Evita
Wednesday, May 11, 2016
Evita - Silkscreen - Nora Patrich |
Being a Latin American I have never been able to accept the musical. It took a while (I was 21) before I began to appreciate opera and much later for me to enjoy it. But the idea that people on stage or in film will suddenly stop talking and begin to sing is alien to me. An exception to this is any film of Fred Astaire and Gene Kelly. The dance makes up for the singing!
But looking back at having seen Jesus Christ Superstar or
(could it have been the film? ) Evita I cringe. It has taken me a while for me
to figure out why. It has to do with my own, very personal views on both Christ
and Evita. Of the former I will leave my religion in peace. Of the second I
will explain what I mean by my personal view on Evita.
I am Argentine by birth. If you may want to ask me from
where, the answer is that most likely, “From Buenos Aires.” Because I was born
in 1942 I lived as a child the apogee of Juan Domingo Perón’s rule of Argentina
and the sharing of his power with Eva Duarte de Perón until she died in 1952.

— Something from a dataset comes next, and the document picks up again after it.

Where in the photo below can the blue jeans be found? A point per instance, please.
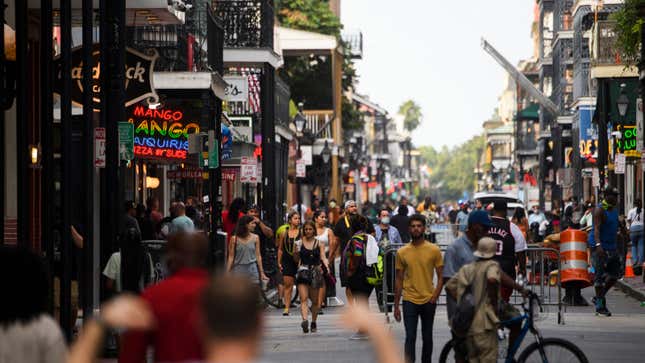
(638, 245)
(411, 314)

My grandmother, who had the talent for predicting turmoil
would move before any crisis hit the place she was living in. She and her
family, including my mother left Manila when she was a young widow for the
Bronx. She left it to return to Manila when she knew things were not going to
go well before the stock market crash. They immigrated to Argentina (Buenos
Aires) in 1938 when she could smell the winds of war. And in 1954 she knew that
Perón was going to fall and things would get nasty with a military takeover. We
moved to Mexico City.
My native country has always been a polarized one. It has a
been a division between the large Buenos Aires and the provinces. It has
cleaved between the patrician landowners
and the everyday working people. Until recently and even know power has been
shared among the military, the Catholic Church, the wealthy (and very white)
landowners and the moneyed aristocracy. A polarization between the left and the
right has been ongoing since for reasons I cannot explain, the right wing government
of Perón and his Peronist Party somehow became left-leaning.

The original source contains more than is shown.